According to Brad Davidson, VP, management supervisor, EvoLogue, a CommonHealth agency, what happens now is very disarticulated with all the different areas of responsibility being specialized: shipping specializes in shipping, packaging specializes in packaging, and marketing specializes in marketing.


“One of the unintended consequences of that is people don’t think beyond that immediate need of ‘I just need to ship this thing’ as opposed to ‘what’s the experience of my customer receiving’,” Mr. Davidson says. “I think we’re trying to get away from that, but it’s hard because it’s a very efficient way of saving money. It’s a cost-reduction mechanism, possibly not a value-maximization mechanism. I wonder if they will start thinking that way. They should.”


Bulk concerns


Mr. Davidson believes that packaging in vaccines is more a retail and shipping issue — a logistical concern.

 

“Traditionally, you have this enormous shipper that shows up that looks like something out of a movie,” Mr. Davidson says. “There’s smoke pouring out, you’ve got dry ice, and you reach in and you have this miniscule package full of vaccine vials that you immediately put into a refrigerator. You’re left with this enormous amount of Styrofoam packaging and it really can build up in offices and people don’t know what to do with it.”

The Centers for Disease Control and Prevention provides standard operating proceduresfor shipping, which includes receiving, storing, packing, and transportation vaccines. Whether vaccines are transported by hand-carrying or shipping to another site, the cold chain must be maintained. 
 

These packages are most often shipped to pediatricians, who are very aware of the affect of the environment on the well being of their patients, such as the environmental influences on asthma, autism, and attention deficit disorder.

 

“So, you’re kind of sending them a very large Styrofoam block that’s hard to recycle, hard to reuse, it’s hard to know what to do with it,” Mr. Davidson says.
 

One of EvoLogue’s clients reduced their packaging for all the right reasons by making it much smaller. The client was able to warm up the temperature at which they could ship the vaccines safely. That change in packaging was not just out of convenience, but out of brand responsibility.


“This is really part of a larger effort,” Mr. Davidson says. “It’s not just about the vaccine being safe, but the entire way in which you process and handle vaccines and the way that they occupy space in your office to be more user-friendly and more environmentally friendly.”


The packaging/shipping group came up with the new packaging and then EvoLogue was called in to tie that improvement in packaging to the brand. This is because from the physician standpoint, it was part of the brand experience. This had been out of control of the brand team before, however, so the client really wanted to tie it in and make it part of the brand experience.

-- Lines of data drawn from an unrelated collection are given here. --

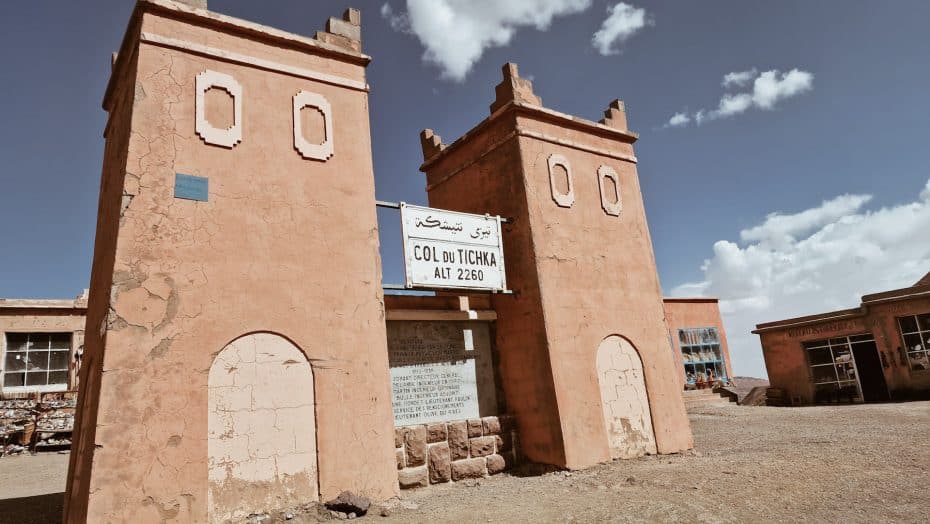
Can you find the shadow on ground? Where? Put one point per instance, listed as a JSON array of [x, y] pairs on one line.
[[38, 509]]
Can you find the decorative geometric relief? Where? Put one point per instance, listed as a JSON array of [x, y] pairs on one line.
[[610, 194], [219, 137], [321, 151], [567, 198]]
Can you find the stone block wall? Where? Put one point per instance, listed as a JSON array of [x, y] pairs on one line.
[[452, 451]]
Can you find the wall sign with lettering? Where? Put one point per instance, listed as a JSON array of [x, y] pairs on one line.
[[448, 249], [440, 371]]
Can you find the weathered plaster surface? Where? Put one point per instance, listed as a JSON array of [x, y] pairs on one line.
[[261, 428], [682, 313], [281, 245], [624, 399], [579, 274]]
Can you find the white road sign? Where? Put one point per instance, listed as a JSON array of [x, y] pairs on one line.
[[447, 249]]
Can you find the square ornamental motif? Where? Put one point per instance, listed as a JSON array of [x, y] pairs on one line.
[[324, 150], [212, 135], [566, 198], [609, 183]]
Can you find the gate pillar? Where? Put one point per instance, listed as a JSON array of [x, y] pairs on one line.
[[237, 197], [579, 259]]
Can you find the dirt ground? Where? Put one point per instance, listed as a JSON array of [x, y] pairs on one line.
[[866, 463]]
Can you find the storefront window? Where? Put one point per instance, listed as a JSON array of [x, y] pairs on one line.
[[702, 356], [833, 369], [915, 332], [36, 360]]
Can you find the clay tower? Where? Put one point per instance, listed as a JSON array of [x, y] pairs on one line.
[[585, 360]]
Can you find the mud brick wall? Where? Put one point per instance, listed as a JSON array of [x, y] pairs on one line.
[[451, 451]]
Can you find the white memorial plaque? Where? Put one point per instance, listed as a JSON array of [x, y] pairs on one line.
[[447, 249]]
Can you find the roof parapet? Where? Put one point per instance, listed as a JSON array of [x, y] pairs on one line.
[[431, 143], [345, 32], [514, 89]]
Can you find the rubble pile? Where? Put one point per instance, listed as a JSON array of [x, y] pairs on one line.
[[35, 424]]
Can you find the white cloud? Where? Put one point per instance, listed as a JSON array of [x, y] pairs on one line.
[[623, 21], [455, 33], [820, 259], [779, 229], [738, 78], [768, 88], [398, 22], [679, 119]]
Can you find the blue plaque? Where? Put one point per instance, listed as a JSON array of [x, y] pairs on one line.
[[191, 187]]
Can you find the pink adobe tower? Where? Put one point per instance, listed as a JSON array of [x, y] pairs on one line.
[[585, 358], [236, 354]]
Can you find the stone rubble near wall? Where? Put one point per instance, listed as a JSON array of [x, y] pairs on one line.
[[451, 451]]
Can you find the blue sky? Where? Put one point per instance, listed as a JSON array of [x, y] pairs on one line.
[[781, 211]]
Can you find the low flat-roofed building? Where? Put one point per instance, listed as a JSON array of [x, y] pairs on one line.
[[40, 344], [699, 342], [876, 352]]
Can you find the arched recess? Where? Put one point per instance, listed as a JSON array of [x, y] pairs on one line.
[[261, 432], [624, 399]]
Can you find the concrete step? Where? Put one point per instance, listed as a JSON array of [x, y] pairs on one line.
[[707, 402]]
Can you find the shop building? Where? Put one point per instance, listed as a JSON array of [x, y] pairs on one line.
[[240, 352], [41, 342], [876, 352], [699, 342]]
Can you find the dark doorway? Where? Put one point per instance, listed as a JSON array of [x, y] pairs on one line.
[[871, 375]]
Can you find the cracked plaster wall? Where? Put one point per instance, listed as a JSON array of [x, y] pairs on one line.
[[261, 428], [40, 321], [624, 399], [283, 244], [580, 276]]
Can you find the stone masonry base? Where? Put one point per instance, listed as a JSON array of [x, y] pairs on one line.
[[451, 451]]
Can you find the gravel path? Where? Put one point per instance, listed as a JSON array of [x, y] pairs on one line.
[[866, 463]]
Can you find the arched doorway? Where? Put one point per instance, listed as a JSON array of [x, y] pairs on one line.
[[261, 433], [624, 399]]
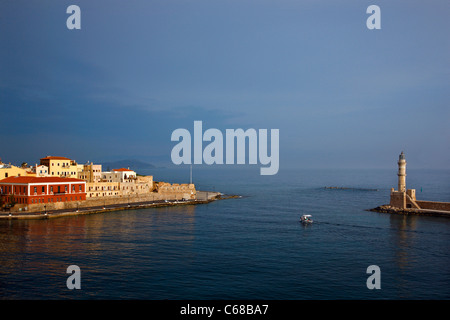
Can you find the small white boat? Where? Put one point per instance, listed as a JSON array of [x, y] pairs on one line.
[[306, 219]]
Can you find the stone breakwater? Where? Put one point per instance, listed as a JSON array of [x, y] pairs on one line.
[[109, 208], [411, 211]]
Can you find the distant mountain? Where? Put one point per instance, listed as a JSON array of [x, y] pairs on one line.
[[132, 164]]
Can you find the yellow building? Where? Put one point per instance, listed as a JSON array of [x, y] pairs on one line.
[[8, 170], [61, 167], [90, 172], [102, 189]]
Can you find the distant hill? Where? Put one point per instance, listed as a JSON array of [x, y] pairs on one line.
[[132, 164]]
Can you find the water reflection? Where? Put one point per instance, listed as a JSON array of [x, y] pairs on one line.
[[403, 238], [107, 247]]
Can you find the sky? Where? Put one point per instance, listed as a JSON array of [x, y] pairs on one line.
[[341, 95]]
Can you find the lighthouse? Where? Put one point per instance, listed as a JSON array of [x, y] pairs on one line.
[[401, 173]]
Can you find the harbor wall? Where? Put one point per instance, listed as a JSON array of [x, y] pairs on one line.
[[434, 205], [105, 201]]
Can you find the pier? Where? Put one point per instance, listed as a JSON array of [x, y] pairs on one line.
[[206, 198]]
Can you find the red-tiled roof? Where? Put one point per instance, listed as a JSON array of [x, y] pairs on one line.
[[25, 179], [55, 158]]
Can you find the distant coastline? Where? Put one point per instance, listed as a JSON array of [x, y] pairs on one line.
[[110, 208]]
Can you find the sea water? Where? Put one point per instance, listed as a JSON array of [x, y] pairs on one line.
[[253, 247]]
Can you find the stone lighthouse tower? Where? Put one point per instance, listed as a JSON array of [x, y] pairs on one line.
[[401, 173]]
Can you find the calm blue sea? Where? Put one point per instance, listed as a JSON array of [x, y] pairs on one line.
[[248, 248]]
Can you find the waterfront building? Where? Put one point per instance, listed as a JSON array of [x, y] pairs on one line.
[[8, 170], [125, 174], [61, 167], [404, 198], [90, 172], [39, 171], [34, 190]]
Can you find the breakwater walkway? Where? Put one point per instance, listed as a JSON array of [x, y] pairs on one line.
[[109, 208]]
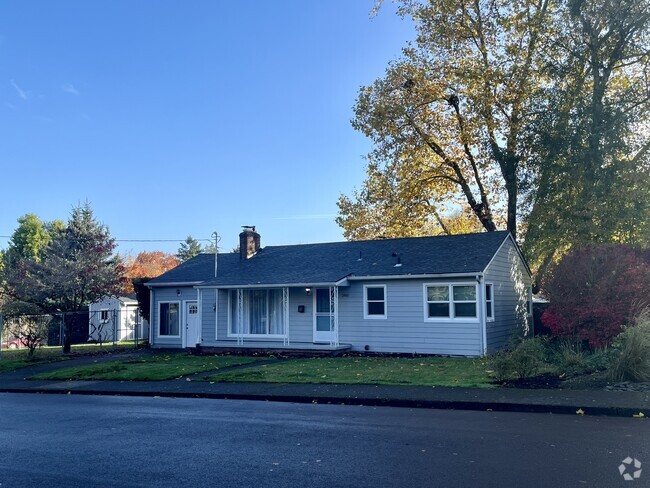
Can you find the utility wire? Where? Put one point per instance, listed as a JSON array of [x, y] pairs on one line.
[[144, 240]]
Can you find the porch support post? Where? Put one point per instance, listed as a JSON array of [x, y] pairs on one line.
[[240, 316], [334, 315], [285, 309]]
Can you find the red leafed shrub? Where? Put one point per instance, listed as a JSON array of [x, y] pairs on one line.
[[595, 291]]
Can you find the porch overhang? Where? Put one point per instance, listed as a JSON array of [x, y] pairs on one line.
[[342, 282]]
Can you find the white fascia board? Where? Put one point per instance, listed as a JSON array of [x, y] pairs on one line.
[[521, 256], [415, 277], [180, 283], [274, 285]]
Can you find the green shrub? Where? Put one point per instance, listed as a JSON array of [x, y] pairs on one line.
[[633, 345], [524, 360]]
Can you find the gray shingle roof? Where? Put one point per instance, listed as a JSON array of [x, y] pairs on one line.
[[331, 262]]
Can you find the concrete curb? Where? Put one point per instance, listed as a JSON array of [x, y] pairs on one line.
[[361, 401]]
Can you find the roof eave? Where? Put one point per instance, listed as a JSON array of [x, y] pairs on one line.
[[177, 283], [464, 274]]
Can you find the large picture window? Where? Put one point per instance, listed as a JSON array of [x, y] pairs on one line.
[[261, 312], [450, 301], [169, 320], [374, 301]]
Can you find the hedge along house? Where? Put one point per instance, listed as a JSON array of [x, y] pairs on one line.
[[460, 295]]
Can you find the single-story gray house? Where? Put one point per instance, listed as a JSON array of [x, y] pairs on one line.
[[460, 295], [116, 319]]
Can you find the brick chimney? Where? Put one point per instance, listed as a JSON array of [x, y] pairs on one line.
[[249, 242]]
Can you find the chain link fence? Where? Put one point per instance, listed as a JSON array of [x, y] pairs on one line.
[[100, 327]]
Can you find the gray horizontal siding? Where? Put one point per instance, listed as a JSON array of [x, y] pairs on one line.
[[511, 283], [404, 329]]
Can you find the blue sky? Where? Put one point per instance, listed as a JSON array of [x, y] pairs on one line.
[[187, 117]]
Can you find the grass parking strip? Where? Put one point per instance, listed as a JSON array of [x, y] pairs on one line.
[[13, 359], [156, 367], [424, 371]]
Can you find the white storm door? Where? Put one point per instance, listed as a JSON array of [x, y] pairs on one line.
[[191, 319], [322, 316]]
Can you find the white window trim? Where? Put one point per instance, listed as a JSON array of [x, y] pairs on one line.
[[368, 316], [489, 318], [452, 317], [249, 336], [101, 320], [180, 318]]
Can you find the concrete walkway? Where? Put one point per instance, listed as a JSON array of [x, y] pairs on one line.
[[587, 402]]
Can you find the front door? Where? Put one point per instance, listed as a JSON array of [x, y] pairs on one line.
[[191, 316], [323, 326]]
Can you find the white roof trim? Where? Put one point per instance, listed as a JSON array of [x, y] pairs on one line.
[[342, 282], [179, 283], [416, 276], [521, 256]]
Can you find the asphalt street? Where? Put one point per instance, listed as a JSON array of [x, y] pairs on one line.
[[104, 441]]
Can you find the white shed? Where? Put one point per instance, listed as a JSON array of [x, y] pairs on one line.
[[114, 319]]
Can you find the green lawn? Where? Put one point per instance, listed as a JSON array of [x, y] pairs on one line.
[[429, 371], [12, 359], [163, 366]]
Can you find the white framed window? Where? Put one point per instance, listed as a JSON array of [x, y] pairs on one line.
[[169, 319], [374, 301], [489, 302], [262, 313], [450, 302]]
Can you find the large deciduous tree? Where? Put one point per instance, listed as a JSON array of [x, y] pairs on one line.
[[526, 112], [75, 268], [148, 264], [447, 118], [592, 134]]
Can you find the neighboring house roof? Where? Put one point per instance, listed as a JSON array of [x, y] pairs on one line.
[[332, 262]]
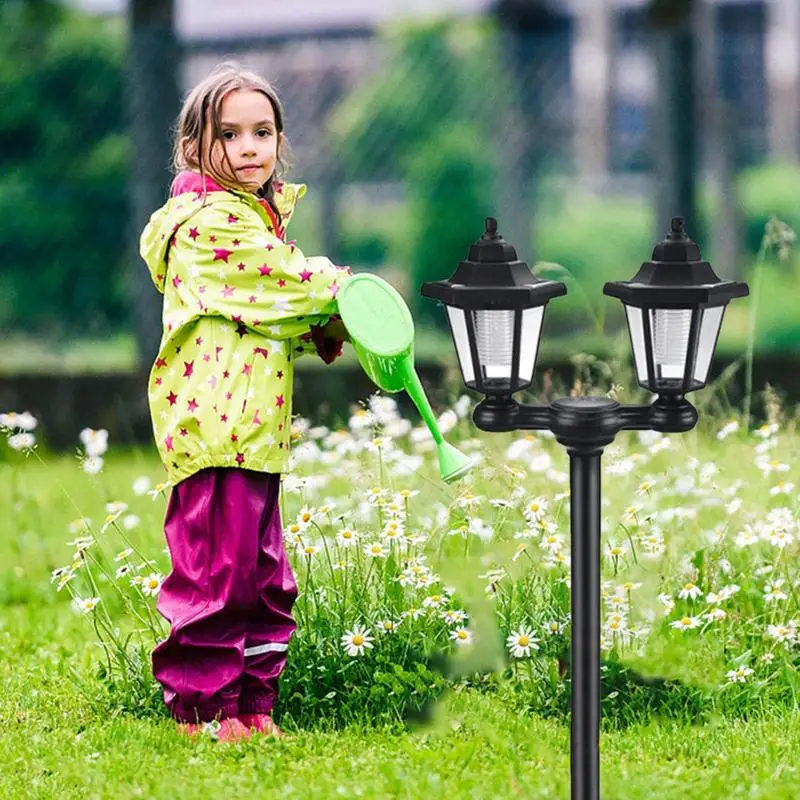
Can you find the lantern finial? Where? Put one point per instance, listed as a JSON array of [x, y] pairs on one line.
[[677, 230]]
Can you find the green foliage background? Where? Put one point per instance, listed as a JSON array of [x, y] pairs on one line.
[[63, 165]]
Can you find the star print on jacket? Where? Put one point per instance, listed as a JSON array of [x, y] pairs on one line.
[[240, 306]]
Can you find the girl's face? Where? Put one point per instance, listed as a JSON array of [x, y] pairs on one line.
[[249, 138]]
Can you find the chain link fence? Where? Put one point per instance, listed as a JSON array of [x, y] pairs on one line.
[[406, 137]]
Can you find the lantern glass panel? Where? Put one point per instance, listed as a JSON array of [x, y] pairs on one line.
[[494, 336], [458, 327], [670, 332], [636, 328], [710, 324], [529, 342]]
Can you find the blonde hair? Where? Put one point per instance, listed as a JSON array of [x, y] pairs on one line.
[[203, 104]]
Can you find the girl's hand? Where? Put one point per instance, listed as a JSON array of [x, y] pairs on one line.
[[335, 329]]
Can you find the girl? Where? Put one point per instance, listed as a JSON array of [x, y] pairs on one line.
[[240, 305]]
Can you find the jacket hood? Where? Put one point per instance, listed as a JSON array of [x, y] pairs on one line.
[[188, 190]]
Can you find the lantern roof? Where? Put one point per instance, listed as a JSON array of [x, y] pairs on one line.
[[676, 277], [492, 277]]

“In retrospect what I realized was that if I was the physician buying this, my brand experience would begin with that package showing up on my doorstep and would end with me figuring out how to recycle or throw it away,” Mr. Davidson says. “Everything in the middle is the important part about treating your patients, but package management matters.”


Audits of overflowing sample closets in tiny offices speaks to the fact that pharmaceutical marketers need to be thinking of packaging as an integral part of the brand experience for physicians who are actually buying vaccines. It is about safe shipping, is a retail process, and physicians order in bulk.